= Wilfrid Grigson =

British civil servant (1896–1948)

Sir Wilfrid Vernon Grigson CSI (1896 – 26 November 1948) was a British soldier and civil servant.

==Biography==
Wilfrid Grigson was born in 1896 in the Vicarage at Pelynt in Cornwall, south-west England, to Canon William Shuckforth Grigson and Mary Beatrice Boldero, and was one of seven brothers, including Geoffrey, Kenneth (1895–July 1918) and John (1893–1943). Five of the brothers died during the First and Second World Wars (the surviving brother being Geoffrey). Wilfrid Grigson was educated at St John's School, Leatherhead, in Surrey, before matriculating to Christ Church, Oxford.

During the First World War, Grigson served as a lieutenant in the Machine Gun Corps, serving in four different theatres of war.

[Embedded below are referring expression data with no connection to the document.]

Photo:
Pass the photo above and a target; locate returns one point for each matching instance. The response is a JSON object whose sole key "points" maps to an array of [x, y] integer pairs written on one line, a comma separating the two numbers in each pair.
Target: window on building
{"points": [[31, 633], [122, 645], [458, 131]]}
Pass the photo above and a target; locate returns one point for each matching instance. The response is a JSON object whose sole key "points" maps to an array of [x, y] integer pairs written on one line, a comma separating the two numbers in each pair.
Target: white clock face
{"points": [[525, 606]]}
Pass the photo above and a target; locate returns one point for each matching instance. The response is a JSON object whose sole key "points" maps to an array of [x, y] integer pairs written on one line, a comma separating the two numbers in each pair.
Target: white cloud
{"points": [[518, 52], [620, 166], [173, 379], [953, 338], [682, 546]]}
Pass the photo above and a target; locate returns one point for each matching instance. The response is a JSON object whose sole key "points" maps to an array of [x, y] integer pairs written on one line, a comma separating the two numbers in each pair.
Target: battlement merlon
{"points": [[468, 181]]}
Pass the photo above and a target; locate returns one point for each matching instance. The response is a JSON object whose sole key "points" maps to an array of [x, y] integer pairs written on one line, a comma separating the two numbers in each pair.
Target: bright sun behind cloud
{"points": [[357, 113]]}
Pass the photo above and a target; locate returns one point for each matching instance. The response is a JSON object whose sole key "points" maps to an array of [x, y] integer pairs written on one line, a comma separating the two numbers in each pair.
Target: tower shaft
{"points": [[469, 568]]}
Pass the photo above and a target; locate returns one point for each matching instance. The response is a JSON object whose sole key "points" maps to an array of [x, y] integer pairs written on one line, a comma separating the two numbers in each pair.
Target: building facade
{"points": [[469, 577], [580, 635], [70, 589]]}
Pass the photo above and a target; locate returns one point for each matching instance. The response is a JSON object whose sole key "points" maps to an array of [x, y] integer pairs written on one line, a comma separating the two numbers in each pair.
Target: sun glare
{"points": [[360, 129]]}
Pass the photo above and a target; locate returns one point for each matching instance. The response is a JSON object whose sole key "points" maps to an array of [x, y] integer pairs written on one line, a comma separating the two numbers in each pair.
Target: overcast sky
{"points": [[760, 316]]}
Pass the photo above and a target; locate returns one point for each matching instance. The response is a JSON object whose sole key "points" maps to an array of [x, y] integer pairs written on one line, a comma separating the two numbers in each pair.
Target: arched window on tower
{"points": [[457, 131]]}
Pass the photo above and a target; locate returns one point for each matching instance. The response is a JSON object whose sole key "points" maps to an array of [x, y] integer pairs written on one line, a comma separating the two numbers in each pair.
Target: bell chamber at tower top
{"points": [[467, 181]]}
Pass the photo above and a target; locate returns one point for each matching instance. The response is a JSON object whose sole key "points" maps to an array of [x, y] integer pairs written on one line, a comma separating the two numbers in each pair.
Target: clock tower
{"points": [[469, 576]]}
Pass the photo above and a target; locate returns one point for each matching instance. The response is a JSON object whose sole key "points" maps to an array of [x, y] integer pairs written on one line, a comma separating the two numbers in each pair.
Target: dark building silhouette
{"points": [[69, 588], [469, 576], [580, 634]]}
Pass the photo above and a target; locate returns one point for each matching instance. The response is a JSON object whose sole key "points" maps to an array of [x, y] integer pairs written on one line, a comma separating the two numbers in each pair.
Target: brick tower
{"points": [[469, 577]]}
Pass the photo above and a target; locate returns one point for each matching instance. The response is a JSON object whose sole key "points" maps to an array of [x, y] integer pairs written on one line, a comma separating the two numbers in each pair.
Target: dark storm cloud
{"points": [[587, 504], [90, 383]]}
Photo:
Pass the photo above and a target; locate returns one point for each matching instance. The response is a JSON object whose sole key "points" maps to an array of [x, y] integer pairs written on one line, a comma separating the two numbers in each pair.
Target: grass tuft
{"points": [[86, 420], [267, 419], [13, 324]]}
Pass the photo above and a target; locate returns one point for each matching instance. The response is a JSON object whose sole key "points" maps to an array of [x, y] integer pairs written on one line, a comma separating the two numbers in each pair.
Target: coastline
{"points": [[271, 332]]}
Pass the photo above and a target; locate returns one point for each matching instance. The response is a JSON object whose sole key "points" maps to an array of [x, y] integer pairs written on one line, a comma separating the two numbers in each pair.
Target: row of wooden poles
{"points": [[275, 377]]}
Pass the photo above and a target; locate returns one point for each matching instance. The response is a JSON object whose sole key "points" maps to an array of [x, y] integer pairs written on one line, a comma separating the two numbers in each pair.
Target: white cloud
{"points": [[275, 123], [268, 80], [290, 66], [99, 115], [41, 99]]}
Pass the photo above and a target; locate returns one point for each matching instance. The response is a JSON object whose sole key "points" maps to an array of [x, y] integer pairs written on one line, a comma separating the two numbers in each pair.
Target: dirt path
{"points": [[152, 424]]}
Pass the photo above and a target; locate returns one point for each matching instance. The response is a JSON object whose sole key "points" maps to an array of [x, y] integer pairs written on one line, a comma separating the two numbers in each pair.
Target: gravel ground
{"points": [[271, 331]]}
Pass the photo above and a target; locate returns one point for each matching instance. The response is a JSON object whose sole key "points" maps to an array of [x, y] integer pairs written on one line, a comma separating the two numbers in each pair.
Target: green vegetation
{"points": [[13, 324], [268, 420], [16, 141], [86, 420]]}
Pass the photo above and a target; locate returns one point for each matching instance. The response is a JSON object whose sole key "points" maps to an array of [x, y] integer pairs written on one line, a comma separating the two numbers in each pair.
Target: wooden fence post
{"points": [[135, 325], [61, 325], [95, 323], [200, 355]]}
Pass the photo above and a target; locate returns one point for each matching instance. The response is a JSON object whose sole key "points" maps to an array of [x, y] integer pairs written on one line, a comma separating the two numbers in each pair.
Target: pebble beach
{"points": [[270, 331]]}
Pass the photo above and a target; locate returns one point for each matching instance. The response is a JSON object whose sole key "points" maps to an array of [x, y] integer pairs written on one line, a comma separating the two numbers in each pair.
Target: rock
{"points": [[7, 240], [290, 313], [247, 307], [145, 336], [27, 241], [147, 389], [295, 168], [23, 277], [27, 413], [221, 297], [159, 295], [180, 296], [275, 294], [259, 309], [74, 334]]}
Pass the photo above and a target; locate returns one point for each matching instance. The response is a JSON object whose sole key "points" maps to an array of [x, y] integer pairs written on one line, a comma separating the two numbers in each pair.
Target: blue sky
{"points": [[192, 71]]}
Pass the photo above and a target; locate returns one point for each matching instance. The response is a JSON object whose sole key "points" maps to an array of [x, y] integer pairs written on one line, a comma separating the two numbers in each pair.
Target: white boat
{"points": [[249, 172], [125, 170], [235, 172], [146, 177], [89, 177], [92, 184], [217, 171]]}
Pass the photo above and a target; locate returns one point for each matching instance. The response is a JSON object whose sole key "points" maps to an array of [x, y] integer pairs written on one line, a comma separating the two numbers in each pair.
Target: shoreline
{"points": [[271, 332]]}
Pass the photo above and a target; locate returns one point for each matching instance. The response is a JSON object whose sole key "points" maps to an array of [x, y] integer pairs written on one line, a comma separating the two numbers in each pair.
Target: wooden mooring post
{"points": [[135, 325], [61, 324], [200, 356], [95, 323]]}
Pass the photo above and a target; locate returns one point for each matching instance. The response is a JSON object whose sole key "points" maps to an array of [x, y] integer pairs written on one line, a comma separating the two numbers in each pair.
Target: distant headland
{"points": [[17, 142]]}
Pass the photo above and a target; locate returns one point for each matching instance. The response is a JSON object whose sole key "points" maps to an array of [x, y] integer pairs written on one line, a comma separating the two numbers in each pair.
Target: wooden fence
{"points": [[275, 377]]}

After the war, he joined the Indian Civil Service and rose up through the ranks. At one point, while resident in Hyderabad State, his house was burned by people connected with the Razakars. The highest rank he achieved was serving as deputy commissioner of the Central Provinces and Berar. He was made a Companion of the Order of the Star of India in the 1945 New Year Honours, and in 1948 was knighted. On 26 November 1948, the plane he was travelling on crashed, killing all 16 passengers and five crew. An obituary was published in the journal Nature.

==Personal life==
Grigson and his wife had two children: Christopher Grigson, a respected engineer naval architect, and Claudia, who later married Henry Chilver.